La constancia en el anhelo de ser libre ha llevado a Paul Thomas Anderson a un reconocimiento inusitado. El hilo invisible opta a seis premios Oscar, una institución poco dada a acoger en su seno cualquier atisbo críptico. Puede ser que la apariencia clásica de la cinta de Anderson haya despistado a los académicos o que simplemente nominar su vestuario, decoración, música e interpretaciones parezcan decisiones más que obvias sin ni siquiera ver la obra. El caso es que Anderson ha colado un caramelo envenenado, malsano, cruel y perturbado bajo la apariencia de la eterna historia de amor tóxica (como bien debe ser en la ficción).
Tras la breve presentación de la pareja formada por el soberbio modisto Reynolds Woodstock y su hermana, la misteriosa Cyril, asistiremos a la impulsiva acogida por parte del primero de la camarera Alma. La historia de amor se inicia con una tímida invitación a cenar y la advertencia de la chica: “Lo que sea que vayas a hacer, hazlo con cuidado”. A partir de aquí comenzará un juego de poder donde no sabemos quién está poniendo realmente las reglas. El encaje de ambos personajes parece transitar por el manido tópico del artista (masculino) y su musa (femenina). Parece insinuarse que la hermana de Reynolds maniobrará en favor de su hermano, poniéndose en contra de la intrusa que perturba la paz del artista. Pero como ya comentamos en su día, Anderson es incapaz de plegarse a los tópicos y nada transitará por los derroteros previstos.

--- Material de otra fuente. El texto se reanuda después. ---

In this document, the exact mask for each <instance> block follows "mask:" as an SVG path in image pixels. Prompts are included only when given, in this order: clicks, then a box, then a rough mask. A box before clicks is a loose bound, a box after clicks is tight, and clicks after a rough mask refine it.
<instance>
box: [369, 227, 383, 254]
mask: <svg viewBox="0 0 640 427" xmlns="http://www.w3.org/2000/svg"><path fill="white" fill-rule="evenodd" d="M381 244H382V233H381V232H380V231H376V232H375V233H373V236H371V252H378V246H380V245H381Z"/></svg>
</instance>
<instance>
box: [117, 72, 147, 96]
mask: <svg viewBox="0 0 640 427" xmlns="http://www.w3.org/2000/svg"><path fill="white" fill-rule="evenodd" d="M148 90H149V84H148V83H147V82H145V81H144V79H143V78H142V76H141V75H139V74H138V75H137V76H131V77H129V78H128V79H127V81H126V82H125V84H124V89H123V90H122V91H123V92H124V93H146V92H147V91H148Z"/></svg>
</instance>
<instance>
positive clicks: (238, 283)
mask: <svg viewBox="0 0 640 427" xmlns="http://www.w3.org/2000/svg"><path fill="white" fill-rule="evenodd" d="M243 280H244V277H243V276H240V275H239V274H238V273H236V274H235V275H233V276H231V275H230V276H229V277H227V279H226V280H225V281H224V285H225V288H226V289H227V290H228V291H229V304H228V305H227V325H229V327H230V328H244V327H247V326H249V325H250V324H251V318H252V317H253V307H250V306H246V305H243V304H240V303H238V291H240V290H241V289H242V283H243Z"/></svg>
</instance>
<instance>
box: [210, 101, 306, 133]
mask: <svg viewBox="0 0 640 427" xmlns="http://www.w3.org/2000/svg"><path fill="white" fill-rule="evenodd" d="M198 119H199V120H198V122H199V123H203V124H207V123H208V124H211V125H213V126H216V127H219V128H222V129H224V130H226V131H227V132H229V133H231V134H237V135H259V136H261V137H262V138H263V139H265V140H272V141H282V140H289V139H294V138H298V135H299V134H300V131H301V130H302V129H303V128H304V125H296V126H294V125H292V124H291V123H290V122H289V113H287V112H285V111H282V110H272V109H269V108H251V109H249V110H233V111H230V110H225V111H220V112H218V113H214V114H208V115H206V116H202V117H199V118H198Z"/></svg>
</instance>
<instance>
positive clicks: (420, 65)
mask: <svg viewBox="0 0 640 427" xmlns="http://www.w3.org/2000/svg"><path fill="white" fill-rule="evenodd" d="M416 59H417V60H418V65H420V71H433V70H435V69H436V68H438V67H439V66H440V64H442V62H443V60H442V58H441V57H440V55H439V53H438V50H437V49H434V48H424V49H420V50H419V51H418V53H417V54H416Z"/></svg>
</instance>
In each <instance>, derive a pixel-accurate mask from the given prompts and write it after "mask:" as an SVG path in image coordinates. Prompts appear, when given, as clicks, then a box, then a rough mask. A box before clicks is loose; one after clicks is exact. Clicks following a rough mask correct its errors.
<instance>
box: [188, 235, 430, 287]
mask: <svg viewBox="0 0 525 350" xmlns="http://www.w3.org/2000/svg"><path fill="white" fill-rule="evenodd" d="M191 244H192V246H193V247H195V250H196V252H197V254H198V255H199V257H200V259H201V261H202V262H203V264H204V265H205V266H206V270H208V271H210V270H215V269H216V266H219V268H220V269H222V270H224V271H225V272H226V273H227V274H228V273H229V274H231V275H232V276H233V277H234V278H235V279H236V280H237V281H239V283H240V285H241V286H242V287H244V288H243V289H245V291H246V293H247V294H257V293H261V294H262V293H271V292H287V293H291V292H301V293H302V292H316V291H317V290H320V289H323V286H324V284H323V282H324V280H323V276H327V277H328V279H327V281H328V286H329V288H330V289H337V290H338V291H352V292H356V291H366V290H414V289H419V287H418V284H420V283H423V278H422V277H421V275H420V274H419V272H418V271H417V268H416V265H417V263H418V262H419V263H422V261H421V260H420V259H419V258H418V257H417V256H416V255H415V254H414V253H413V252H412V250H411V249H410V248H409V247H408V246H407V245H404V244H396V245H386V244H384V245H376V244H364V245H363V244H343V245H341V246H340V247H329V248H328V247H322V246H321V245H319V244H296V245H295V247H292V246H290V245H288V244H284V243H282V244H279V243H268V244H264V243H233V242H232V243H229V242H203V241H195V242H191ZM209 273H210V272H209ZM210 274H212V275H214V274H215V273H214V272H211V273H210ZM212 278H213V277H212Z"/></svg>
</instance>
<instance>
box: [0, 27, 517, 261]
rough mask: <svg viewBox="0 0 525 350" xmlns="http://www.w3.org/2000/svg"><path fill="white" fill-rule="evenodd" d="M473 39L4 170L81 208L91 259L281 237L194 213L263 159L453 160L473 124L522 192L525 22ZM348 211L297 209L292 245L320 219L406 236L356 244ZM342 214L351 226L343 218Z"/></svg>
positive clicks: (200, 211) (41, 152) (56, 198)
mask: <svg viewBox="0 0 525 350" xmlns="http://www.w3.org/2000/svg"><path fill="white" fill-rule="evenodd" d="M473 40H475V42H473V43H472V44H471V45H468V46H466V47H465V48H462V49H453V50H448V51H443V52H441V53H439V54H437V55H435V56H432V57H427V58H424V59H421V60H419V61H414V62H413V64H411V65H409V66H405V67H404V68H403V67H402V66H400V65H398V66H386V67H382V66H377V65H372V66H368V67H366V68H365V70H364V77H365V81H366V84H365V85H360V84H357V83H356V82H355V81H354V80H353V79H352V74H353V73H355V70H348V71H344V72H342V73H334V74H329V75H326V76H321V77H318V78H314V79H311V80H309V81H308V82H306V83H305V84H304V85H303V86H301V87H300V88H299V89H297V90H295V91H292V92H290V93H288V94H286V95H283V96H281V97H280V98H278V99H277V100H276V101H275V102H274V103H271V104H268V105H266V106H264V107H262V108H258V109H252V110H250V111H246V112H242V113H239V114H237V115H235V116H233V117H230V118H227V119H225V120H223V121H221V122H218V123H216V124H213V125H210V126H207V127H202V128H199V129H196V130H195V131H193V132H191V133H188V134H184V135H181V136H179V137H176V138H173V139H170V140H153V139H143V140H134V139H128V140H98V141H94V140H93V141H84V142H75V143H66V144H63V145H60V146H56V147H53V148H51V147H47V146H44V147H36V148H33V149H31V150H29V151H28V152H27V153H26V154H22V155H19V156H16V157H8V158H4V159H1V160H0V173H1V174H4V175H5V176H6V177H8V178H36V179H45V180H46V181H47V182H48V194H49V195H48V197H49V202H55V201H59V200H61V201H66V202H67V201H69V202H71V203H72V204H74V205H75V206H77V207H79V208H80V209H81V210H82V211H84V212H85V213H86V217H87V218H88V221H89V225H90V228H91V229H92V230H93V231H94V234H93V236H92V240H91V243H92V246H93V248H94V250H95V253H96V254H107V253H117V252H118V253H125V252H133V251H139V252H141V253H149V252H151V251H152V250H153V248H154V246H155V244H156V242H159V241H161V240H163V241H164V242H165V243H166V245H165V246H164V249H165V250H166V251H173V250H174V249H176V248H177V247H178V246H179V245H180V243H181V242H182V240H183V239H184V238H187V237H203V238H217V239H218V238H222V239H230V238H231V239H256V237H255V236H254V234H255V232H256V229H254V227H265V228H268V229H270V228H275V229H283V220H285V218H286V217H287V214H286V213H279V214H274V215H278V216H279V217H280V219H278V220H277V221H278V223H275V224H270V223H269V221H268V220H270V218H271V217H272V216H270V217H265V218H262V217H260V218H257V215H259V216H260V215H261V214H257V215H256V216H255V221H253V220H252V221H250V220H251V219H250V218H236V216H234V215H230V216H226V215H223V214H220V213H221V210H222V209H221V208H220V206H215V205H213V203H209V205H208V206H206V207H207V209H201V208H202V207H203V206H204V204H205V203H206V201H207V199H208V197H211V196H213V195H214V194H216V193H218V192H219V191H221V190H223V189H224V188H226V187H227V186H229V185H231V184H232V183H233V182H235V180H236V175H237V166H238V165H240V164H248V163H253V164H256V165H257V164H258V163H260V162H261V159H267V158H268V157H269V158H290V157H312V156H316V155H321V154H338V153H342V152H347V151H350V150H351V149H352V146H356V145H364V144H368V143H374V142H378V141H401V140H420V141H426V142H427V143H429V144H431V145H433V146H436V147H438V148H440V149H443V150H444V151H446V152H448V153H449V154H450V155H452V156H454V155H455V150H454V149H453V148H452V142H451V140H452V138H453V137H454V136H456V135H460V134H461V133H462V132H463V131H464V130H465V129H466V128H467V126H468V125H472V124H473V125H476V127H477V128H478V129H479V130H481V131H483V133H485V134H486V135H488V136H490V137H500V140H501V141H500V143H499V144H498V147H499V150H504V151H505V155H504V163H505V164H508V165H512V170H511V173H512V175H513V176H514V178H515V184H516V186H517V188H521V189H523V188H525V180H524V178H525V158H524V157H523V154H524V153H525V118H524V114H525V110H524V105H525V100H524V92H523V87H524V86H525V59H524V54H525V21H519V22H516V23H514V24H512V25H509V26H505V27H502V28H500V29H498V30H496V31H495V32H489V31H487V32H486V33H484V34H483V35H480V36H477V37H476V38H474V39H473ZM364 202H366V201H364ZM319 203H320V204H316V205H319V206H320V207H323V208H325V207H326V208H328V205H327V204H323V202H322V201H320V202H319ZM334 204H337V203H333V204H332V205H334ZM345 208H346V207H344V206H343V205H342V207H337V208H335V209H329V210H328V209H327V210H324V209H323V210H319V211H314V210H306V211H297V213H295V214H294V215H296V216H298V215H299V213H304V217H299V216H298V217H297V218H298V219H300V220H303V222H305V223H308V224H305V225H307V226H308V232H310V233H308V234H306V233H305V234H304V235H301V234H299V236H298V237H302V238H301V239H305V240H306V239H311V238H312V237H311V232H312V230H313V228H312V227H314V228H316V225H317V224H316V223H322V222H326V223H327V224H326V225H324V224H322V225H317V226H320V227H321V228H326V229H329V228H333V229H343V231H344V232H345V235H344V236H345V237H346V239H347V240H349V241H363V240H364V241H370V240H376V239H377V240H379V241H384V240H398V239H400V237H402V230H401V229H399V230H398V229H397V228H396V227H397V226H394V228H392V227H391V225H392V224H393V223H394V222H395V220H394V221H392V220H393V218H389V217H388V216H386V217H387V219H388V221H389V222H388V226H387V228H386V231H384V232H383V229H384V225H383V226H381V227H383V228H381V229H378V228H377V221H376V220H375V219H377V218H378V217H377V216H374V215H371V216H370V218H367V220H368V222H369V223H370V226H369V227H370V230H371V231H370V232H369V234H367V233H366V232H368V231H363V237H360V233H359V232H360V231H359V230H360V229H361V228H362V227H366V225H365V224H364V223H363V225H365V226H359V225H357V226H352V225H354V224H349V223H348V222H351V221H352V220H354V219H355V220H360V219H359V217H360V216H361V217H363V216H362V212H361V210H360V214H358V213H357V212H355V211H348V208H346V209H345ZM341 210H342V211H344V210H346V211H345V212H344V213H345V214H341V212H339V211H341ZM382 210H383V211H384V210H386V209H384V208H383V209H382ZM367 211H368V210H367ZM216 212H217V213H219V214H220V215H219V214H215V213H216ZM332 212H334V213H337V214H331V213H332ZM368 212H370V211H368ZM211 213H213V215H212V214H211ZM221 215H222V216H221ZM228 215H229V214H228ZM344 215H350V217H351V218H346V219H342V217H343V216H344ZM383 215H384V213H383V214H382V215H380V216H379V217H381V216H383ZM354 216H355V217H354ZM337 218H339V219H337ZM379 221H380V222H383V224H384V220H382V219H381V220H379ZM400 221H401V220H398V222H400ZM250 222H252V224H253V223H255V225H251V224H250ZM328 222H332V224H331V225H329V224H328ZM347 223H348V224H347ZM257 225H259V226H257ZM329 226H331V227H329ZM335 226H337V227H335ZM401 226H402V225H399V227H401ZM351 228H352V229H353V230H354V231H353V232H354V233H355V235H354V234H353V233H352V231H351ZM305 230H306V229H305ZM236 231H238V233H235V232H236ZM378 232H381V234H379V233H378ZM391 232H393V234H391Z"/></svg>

Las nebulosas imágenes construidas sobre la sublime partitura de Jonny Greenwood siguen la tónica del cine de Anderson. La narración va más allá del simple concepto cinematográfico de secuencia, estirando el relato a lo largo del tiempo y deteniéndose cuando es necesario con el consiguiente silencio de la música. El hilo invisible se construye como una montaña rusa que alterna momentos de ritmo inquieto con otras de aparente calma sustentadas en las prodigiosas interpretaciones de Daniel Day-Lewis y Vicky Krieps. Anderson es capaz de resolver sus escenas con planos y contraplanos, que en manos de otro hubiesen caído en el más absoluto de los aburrimientos, pero que en las suyas nos demuestran lo importante de la puesta en escena, el montaje, la iluminación y, sobre todo, el sonido, uno de los puntales no solo estético sino narrativo de El hilo invisible.
La apariencia clásica de El hilo invisible remite sin remedio a los misterios de Hitchcock (no quiero creer que el nombre de la protagonista sea casual), la elegancia de Ophüls, y cierta sequedad de estirpe bergmaniana, como referentes más obvios. Aún así, Paul Thomas Anderson es poseedor de su propia voz, siendo capaz de proyectarse hacia el futuro sin dejar de mirar al pasado con una historia de pasión desbordada donde el contacto físico es más bien escaso y los secretos escondidos en los pliegues nunca obtendrán respuesta más allá de la intimidad de dos enamorados que saben comprenderse en su propio juego.